N.J. restores voting rights to people on probation and parole
New Jersey will extend voting rights to residents who are on parole or probation, allowing nearly 73,000 people across the state to cast ballots for the first time next year.
At a bill signing Wednesday, Gov. Phil Murphy said the sea change in criminal justice policy was part of his “second chance agenda” that prioritizes social justice and correcting historical racial discrimination.
“This is not and should not be one [political] party or the other,” Murphy said. “This is the right thing to do.”
Ron Pierce is on parole after serving three decades in prison for murder and attended the bill signing. He said it was significant to regain his voting rights after so many years behind bars.
“I am definitely thinking about my father, who instilled in me from a very young age that sacred nature of the vote, and understanding that to vote has value to the soul,” Pierce said.

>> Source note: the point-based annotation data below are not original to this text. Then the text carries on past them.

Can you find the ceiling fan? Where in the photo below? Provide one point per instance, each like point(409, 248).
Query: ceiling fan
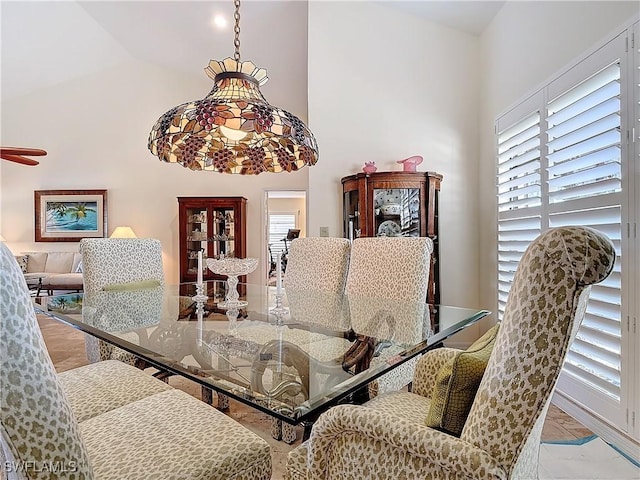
point(17, 154)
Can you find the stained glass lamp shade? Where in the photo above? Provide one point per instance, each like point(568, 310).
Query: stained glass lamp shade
point(233, 129)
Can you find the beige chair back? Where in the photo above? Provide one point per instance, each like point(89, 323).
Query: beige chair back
point(546, 305)
point(314, 281)
point(108, 261)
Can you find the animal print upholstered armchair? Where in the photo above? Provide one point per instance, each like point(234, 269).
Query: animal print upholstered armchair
point(388, 437)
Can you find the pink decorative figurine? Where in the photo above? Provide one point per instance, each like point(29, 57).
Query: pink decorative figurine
point(369, 167)
point(409, 164)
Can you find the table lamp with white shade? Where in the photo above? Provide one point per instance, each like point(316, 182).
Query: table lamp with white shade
point(123, 232)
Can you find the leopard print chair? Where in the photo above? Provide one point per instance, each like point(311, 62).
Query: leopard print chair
point(314, 281)
point(43, 435)
point(388, 438)
point(389, 275)
point(112, 261)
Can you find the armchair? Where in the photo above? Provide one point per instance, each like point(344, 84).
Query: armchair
point(398, 268)
point(388, 437)
point(109, 262)
point(167, 434)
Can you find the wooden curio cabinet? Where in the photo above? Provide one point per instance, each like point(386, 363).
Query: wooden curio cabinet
point(215, 225)
point(395, 204)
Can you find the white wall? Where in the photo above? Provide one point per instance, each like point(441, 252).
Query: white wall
point(95, 130)
point(384, 86)
point(525, 46)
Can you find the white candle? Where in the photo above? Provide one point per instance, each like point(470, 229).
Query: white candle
point(279, 274)
point(200, 267)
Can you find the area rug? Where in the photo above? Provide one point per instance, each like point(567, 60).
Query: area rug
point(585, 459)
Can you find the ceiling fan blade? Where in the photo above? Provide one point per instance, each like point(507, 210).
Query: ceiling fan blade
point(19, 159)
point(32, 152)
point(16, 154)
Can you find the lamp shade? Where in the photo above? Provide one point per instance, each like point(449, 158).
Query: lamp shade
point(233, 129)
point(123, 232)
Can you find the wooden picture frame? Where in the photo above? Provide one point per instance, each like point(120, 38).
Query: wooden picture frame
point(70, 215)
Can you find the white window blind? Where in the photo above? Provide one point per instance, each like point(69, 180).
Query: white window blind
point(279, 225)
point(563, 158)
point(584, 175)
point(519, 197)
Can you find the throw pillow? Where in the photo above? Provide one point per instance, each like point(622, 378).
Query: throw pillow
point(22, 261)
point(132, 285)
point(457, 383)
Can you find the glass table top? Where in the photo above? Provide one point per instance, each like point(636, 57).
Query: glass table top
point(292, 362)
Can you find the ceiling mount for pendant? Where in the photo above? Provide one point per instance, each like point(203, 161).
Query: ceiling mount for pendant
point(233, 129)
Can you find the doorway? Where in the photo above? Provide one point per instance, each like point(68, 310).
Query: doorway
point(285, 214)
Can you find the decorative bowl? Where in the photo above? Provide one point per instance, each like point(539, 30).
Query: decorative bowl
point(232, 266)
point(390, 209)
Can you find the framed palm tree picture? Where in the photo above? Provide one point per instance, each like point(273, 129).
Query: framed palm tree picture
point(69, 215)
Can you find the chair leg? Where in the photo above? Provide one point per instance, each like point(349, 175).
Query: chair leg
point(288, 433)
point(207, 395)
point(223, 402)
point(276, 428)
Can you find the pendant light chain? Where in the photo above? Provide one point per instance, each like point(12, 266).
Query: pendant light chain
point(236, 30)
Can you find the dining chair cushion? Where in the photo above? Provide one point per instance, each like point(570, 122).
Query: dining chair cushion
point(132, 285)
point(456, 385)
point(103, 386)
point(38, 423)
point(172, 435)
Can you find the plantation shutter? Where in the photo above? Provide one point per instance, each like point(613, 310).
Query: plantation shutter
point(279, 225)
point(563, 158)
point(519, 192)
point(585, 185)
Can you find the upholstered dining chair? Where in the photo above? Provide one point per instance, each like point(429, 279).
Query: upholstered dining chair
point(147, 430)
point(314, 280)
point(389, 436)
point(389, 275)
point(108, 263)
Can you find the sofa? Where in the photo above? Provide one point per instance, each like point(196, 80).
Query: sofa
point(52, 271)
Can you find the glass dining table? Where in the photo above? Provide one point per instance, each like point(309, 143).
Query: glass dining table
point(291, 354)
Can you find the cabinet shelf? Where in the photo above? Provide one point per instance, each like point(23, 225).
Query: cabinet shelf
point(212, 217)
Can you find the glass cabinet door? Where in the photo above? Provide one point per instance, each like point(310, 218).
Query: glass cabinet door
point(197, 235)
point(222, 239)
point(352, 228)
point(396, 212)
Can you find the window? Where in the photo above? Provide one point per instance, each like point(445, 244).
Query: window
point(565, 156)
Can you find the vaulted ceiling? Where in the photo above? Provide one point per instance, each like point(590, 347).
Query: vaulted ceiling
point(46, 43)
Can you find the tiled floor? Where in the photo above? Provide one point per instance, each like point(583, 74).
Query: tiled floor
point(66, 348)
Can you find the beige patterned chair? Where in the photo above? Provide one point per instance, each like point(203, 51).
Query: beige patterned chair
point(111, 262)
point(46, 432)
point(389, 275)
point(387, 437)
point(314, 281)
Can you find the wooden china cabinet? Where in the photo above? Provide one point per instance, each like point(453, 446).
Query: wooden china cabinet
point(215, 225)
point(395, 204)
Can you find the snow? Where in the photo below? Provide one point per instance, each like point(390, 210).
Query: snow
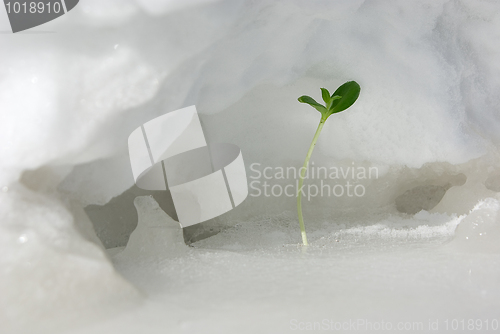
point(72, 90)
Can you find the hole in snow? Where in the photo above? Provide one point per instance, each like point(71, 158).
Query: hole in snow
point(426, 197)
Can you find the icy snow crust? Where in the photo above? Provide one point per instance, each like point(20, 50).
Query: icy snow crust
point(71, 91)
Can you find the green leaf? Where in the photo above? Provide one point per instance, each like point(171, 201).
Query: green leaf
point(348, 93)
point(310, 101)
point(325, 94)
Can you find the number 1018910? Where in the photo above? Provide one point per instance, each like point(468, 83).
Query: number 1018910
point(33, 7)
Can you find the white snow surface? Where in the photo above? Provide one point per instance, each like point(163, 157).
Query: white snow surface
point(72, 90)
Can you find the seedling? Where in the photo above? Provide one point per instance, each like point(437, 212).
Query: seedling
point(340, 100)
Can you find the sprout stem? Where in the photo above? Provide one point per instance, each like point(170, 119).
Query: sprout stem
point(301, 179)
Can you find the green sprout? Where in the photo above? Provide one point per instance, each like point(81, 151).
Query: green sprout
point(343, 98)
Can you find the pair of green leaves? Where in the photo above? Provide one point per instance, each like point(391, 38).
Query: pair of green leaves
point(340, 100)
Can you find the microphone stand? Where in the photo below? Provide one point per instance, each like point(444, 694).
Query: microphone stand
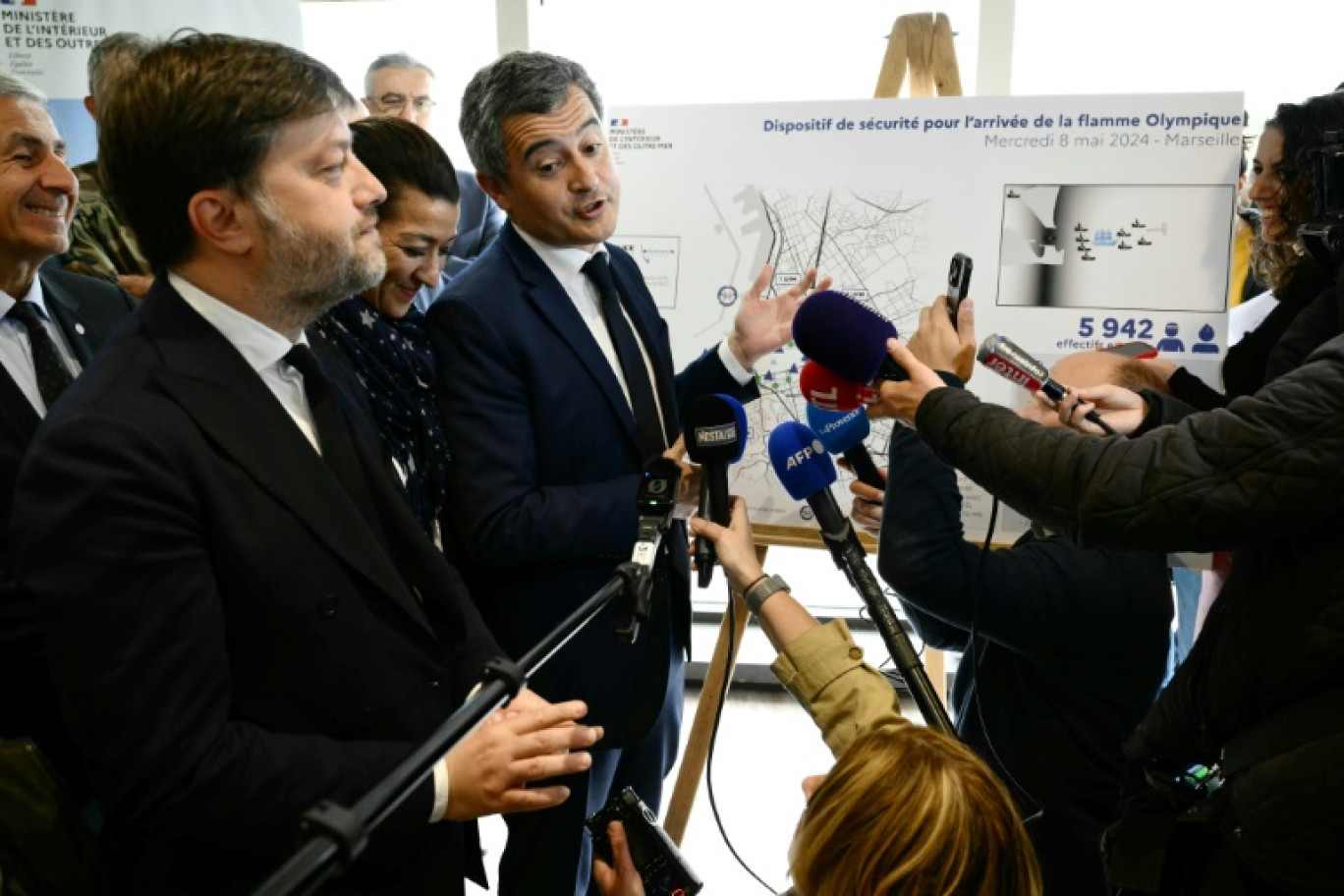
point(336, 836)
point(851, 558)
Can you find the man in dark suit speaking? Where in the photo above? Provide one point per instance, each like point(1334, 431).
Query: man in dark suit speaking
point(558, 386)
point(241, 615)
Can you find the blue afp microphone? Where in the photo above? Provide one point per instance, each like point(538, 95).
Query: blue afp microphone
point(843, 432)
point(715, 428)
point(807, 472)
point(847, 337)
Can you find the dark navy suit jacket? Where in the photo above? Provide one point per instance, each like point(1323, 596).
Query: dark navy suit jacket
point(544, 472)
point(230, 637)
point(86, 310)
point(478, 222)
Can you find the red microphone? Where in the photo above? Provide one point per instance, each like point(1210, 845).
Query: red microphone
point(831, 392)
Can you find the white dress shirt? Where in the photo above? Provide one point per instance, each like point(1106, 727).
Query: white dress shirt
point(17, 352)
point(567, 267)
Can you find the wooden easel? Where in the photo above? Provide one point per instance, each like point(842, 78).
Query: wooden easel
point(921, 43)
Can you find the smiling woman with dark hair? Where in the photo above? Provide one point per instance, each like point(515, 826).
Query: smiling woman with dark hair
point(380, 332)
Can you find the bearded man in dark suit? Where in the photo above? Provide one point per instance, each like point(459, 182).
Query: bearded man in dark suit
point(241, 615)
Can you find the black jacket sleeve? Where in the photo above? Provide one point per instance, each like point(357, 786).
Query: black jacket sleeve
point(1213, 481)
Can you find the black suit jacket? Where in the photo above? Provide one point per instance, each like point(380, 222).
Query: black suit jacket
point(86, 310)
point(544, 472)
point(230, 640)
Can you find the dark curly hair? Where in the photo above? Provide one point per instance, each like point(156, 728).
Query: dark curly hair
point(1304, 127)
point(404, 156)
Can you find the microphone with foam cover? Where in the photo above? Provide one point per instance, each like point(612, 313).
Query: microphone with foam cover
point(843, 432)
point(822, 388)
point(715, 428)
point(1010, 362)
point(807, 473)
point(847, 337)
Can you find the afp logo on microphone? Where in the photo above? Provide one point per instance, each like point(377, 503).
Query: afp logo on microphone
point(806, 454)
point(722, 434)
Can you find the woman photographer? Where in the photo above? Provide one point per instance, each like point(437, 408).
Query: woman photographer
point(905, 809)
point(1304, 314)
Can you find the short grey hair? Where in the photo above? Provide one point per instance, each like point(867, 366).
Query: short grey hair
point(516, 84)
point(391, 61)
point(114, 57)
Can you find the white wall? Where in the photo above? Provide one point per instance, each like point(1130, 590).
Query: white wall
point(1275, 53)
point(698, 51)
point(455, 39)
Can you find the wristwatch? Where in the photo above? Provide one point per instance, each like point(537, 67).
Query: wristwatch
point(762, 589)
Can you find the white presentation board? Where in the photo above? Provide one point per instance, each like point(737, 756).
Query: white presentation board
point(47, 43)
point(1091, 220)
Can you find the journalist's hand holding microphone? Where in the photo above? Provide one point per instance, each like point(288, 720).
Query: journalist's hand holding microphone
point(1120, 407)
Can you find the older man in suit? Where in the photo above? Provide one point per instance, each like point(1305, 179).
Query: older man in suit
point(51, 324)
point(241, 615)
point(399, 84)
point(557, 387)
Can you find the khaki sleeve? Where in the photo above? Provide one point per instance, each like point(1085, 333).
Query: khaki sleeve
point(846, 698)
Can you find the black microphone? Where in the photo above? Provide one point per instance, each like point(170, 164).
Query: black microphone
point(715, 430)
point(1004, 358)
point(807, 472)
point(654, 501)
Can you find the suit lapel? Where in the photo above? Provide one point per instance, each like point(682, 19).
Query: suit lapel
point(207, 376)
point(649, 326)
point(555, 307)
point(18, 417)
point(65, 311)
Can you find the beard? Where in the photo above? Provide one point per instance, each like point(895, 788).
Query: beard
point(312, 270)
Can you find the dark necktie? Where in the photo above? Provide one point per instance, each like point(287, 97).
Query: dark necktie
point(53, 372)
point(333, 432)
point(643, 403)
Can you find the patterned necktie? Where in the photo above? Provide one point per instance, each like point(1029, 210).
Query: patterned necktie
point(643, 403)
point(333, 432)
point(54, 375)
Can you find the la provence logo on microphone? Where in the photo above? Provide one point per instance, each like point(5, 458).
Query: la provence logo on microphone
point(1007, 371)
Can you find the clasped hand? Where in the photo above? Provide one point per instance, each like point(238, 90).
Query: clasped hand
point(526, 742)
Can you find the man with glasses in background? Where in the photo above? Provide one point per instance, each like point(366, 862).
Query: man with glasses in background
point(402, 86)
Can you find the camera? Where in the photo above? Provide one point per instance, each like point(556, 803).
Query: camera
point(656, 858)
point(1324, 235)
point(959, 284)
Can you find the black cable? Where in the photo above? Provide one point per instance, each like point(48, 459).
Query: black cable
point(978, 654)
point(714, 738)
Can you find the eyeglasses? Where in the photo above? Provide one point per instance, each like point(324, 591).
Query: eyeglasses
point(395, 102)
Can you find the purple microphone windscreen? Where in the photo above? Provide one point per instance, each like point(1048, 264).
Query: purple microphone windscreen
point(839, 430)
point(844, 335)
point(800, 460)
point(715, 428)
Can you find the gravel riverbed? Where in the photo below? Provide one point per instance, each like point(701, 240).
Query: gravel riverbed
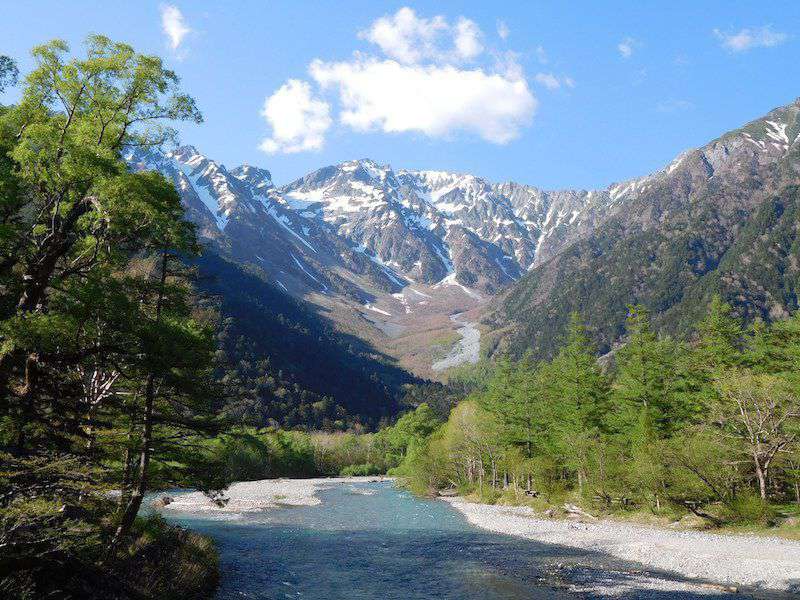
point(738, 560)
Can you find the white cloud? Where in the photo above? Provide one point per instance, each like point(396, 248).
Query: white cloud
point(502, 30)
point(626, 47)
point(745, 39)
point(298, 120)
point(548, 80)
point(434, 78)
point(553, 82)
point(410, 39)
point(674, 106)
point(173, 25)
point(434, 100)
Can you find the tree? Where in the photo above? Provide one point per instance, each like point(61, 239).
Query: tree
point(8, 72)
point(104, 358)
point(762, 414)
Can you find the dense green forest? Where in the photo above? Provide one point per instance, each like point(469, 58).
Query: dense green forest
point(105, 356)
point(283, 365)
point(710, 426)
point(131, 362)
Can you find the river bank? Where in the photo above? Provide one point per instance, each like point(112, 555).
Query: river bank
point(735, 560)
point(264, 494)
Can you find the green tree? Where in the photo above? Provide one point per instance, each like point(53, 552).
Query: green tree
point(8, 72)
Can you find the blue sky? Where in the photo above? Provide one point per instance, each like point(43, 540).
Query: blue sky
point(553, 94)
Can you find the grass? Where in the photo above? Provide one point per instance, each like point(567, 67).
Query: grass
point(170, 563)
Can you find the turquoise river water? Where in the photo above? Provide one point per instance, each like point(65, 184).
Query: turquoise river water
point(373, 541)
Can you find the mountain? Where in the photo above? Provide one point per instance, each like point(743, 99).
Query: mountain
point(721, 219)
point(387, 256)
point(390, 256)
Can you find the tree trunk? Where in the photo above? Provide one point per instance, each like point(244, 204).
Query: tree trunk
point(135, 502)
point(762, 479)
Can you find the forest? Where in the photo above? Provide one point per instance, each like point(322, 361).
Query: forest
point(120, 376)
point(662, 426)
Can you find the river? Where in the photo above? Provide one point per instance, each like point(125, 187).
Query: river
point(371, 540)
point(467, 349)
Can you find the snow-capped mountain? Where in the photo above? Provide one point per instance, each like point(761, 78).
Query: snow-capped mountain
point(360, 228)
point(721, 219)
point(360, 225)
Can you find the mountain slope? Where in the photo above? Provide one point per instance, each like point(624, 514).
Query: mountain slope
point(720, 219)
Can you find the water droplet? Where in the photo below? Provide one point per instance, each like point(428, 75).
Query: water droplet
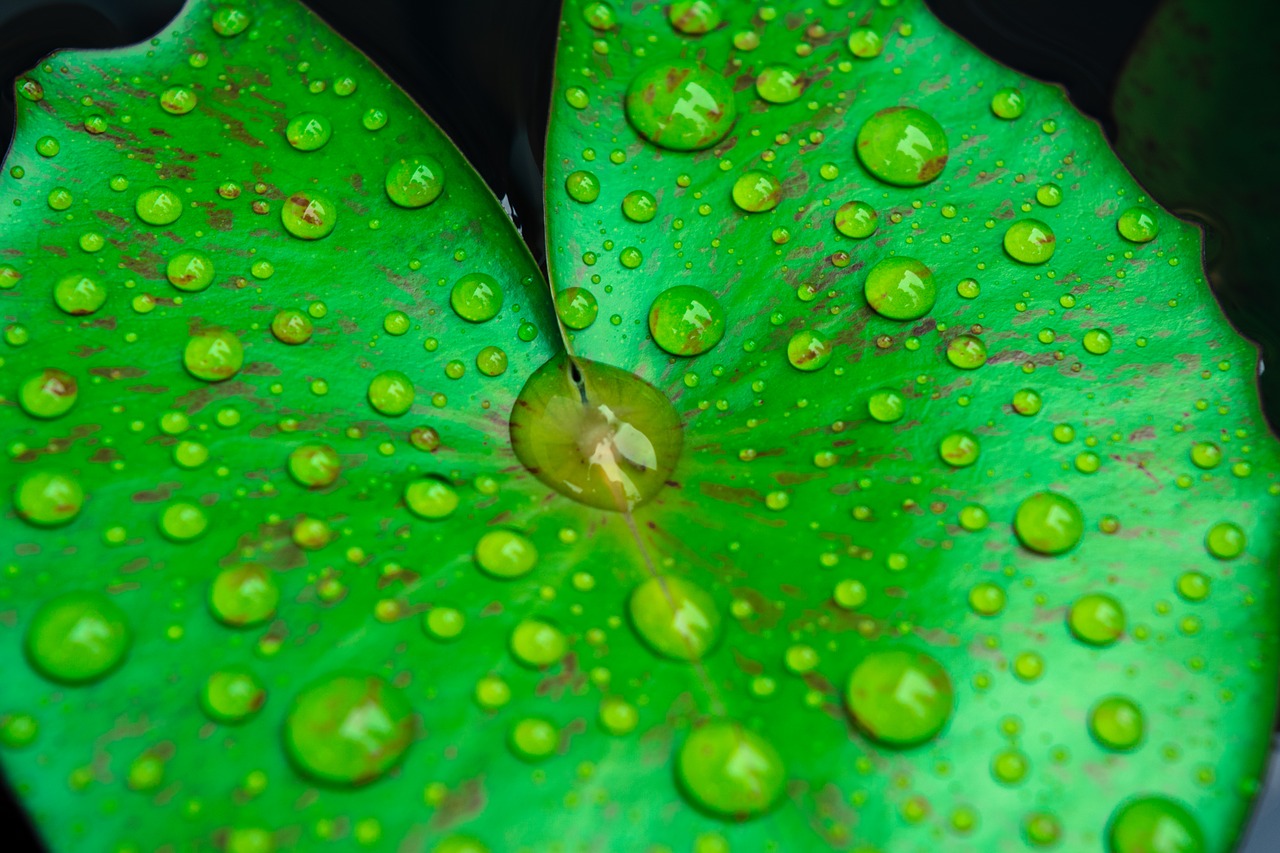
point(77, 637)
point(899, 697)
point(415, 181)
point(675, 617)
point(730, 770)
point(476, 297)
point(594, 433)
point(1029, 241)
point(900, 288)
point(48, 498)
point(1048, 523)
point(348, 729)
point(682, 106)
point(903, 146)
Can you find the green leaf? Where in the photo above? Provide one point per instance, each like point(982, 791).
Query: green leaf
point(867, 597)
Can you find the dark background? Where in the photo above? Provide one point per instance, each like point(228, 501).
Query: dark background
point(481, 69)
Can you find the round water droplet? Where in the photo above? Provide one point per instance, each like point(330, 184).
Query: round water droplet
point(594, 433)
point(856, 219)
point(48, 498)
point(392, 393)
point(682, 106)
point(307, 132)
point(1048, 523)
point(77, 637)
point(1116, 723)
point(191, 272)
point(315, 465)
point(1155, 825)
point(232, 696)
point(780, 85)
point(415, 182)
point(80, 295)
point(900, 288)
point(1029, 241)
point(309, 215)
point(675, 617)
point(49, 393)
point(158, 206)
point(730, 770)
point(900, 697)
point(348, 729)
point(757, 191)
point(506, 553)
point(1096, 619)
point(476, 297)
point(686, 320)
point(1138, 226)
point(903, 146)
point(214, 355)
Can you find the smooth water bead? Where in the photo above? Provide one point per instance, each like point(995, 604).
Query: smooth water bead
point(476, 297)
point(583, 187)
point(1155, 825)
point(757, 191)
point(536, 643)
point(886, 405)
point(213, 355)
point(506, 553)
point(780, 85)
point(639, 205)
point(900, 697)
point(391, 393)
point(1116, 723)
point(1029, 241)
point(1225, 541)
point(903, 146)
point(686, 320)
point(307, 132)
point(900, 288)
point(190, 272)
point(809, 350)
point(576, 308)
point(158, 206)
point(856, 219)
point(80, 295)
point(675, 617)
point(682, 106)
point(415, 181)
point(1048, 523)
point(348, 729)
point(694, 17)
point(309, 215)
point(48, 498)
point(1138, 226)
point(232, 696)
point(730, 770)
point(78, 637)
point(1008, 104)
point(49, 393)
point(1096, 619)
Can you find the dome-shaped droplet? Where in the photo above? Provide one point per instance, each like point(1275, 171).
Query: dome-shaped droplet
point(900, 697)
point(77, 637)
point(415, 181)
point(348, 729)
point(1048, 523)
point(682, 106)
point(686, 320)
point(675, 617)
point(903, 146)
point(900, 288)
point(730, 770)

Murphy also signed a law that dramatically expands who can apply for criminal record expungements and sets up an automatic “clean slate” expungement process for those convicted of less serious offenses who have not committed new crimes in 10 years.
Both bills, the Democratic governor said, were aimed at correcting criminal justice policies that have disproportionately impacted people of color.
“We would be remiss if we did not acknowledge that it was 400 years ago this year that the first enslaved Africans arrived on this continent,” he said. “When I took office 23 months ago, one of the highest priorities I brought with me was to undo the racial disparities in our criminal justice system.”
The two new laws inspired pushback. Republicans in the legislature argued that people on parole and probation should serve their full sentences before regaining their voting rights, and that Democrats were more focused on enacting policies for people with criminal records than for law-abiding residents.
New Jersey is the 17th state plus Washington, D.C., to allow people on probation and parole to vote. Only two states — Maine and Vermont — allow people behind bars to cast ballots.
The expungement law was initially paired with legislation that would have legalized recreational marijuana in New Jersey, but lawmakers were unable to get enough votes to legalize the drug directly.
Earlier this week, they voted to put the question of recreational marijuana legalization to voters on the November 2020 ballot.